The healthcare expenditure prediction service 109 includes a plurality of modules configured for receiving, storing and processing the customer obtained healthcare data and for generating reports that include, for example, predicted healthcare expenditures. These generated reports are communicated back to the customer-based computing systems across the networks 106. The healthcare expenditure prediction service can be configured as a distributed computing system or can be provided as a service on a single, autonomous computing system. In one embodiment, the healthcare expenditure prediction service is provided as a cloud computing service. Alternatively, the healthcare expenditure prediction service is provided as a computer-executable software application that is downloaded or instantiated on customer computing systems.
Within the healthcare expenditure prediction service 109 is a data quality service 110 that is configured to receive the obtained customer healthcare data, store that data and perform pre-processing on raw data in the customer data. Pre-processing of the data includes identification and removal of errors in the data and formatting or organizing the data as desired for subsequent analysis and report generation. The data quality service includes a derived healthcare data attribute module configured to create derivative attributes from raw data in the obtained healthcare data, an aggregation module configured to aggregate the healthcare data, a discretization module configured segment the healthcare data and a cleansing module configured to identify and to eliminate errors in the healthcare data. The data quality service outputs a modified healthcare data set. An analytics engine 112 is provided in communication with the data quality service. The analytics engine receives the modified healthcare data set. The analytics engine includes a plurality of separate analytic algorithms each configured to process and analyze at least a portion of the modified healthcare data set. These analytic algorithms include a disease identification algorithm, a disease severity algorithm, an episode grouper algorithm, a gaps in care algorithm and a healthcare cost prediction algorithm constructed as a stochastic gradient boosted regression tree. This results in an enriched healthcare data set that includes the results or outputs of the various analytic algorithms, for example, healthcare treatment outcome data, course of healthcare treatment data and predicted future healthcare costs.

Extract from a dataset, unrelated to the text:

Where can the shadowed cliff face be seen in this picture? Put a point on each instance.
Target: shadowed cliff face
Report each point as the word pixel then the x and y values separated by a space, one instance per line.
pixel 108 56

The healthcare expenditure prediction service 109 also includes at least one data warehouse 14, including a database in communication with the analytics engine 112. The data warehouse stores the enriched healthcare data set and produces both standardized and custom reports in response, for example, to ad hoc queries from the customers. The data warehouse also includes animation capabilities to animate the reports provided to the customers. Suitable report animation capabilities are known and available in the art. The data warehouse is in communication with the customer based computing systems to receive queries and to deliver the reports and report animations. In general, the healthcare expenditure prediction service is arranged as a modular service such that components within the service can be removed, added or modified. Such modifications include adding additional or updated capabilities, modules and algorithms to the data quality service and the analytics engines.
Referring to FIG. 2, exemplary embodiments in accordance with the present invention are also direct to a method 200 for predicting healthcare expenditures. In order to provide the desired future predictions of healthcare expenditures, all of the components of the healthcare expenditure prediction service are configured 201. This configuration includes the assembly of the healthcare data pre-processing components, the analytic algorithms, the report generators and the report animators. The pre-processing components are selected to detect errors in the obtained customer healthcare data, to organize the obtained healthcare data as desired for future processing including segmenting and categorizing the data and to create derived attributes from the obtained healthcare data. The desired pre-processing elements are identified and are grouped together to form a data quality service. Systems and methods in accordance with the present invention include McKesson's disease identification, gaps in care measures, and disease severity in the analytic algorithms used to process the modified healthcare data set. In addition, episode grouper identification results can be included in the analytic algorithms use to process the modified healthcare data in order to produce the predictive results. Episode groupers evaluate or mine the obtained healthcare data to identify sequences of patient care related to a given disease episode. Patient data, including inpatient and outpatient claims as well as pharmacy data are grouped together into units termed episodes that describe a complete course of treatment for a given individual for a given illness or condition. Gaps in care identifies gaps in health care that can save future medical costs and improve the outcomes in a given course of treatment. In particular, individuals in a given group of individual that are not receiving a recommended course of treatment for a given illness or condition are identified.
The various pre-processing elements can be applied in parallel or in sequence to the obtained healthcare data. The report generators are selected to either generate standard reports or to respond to ad hoc queries from customers. Suitable report animators are known and available in the art and provide visual animation of the generated reports.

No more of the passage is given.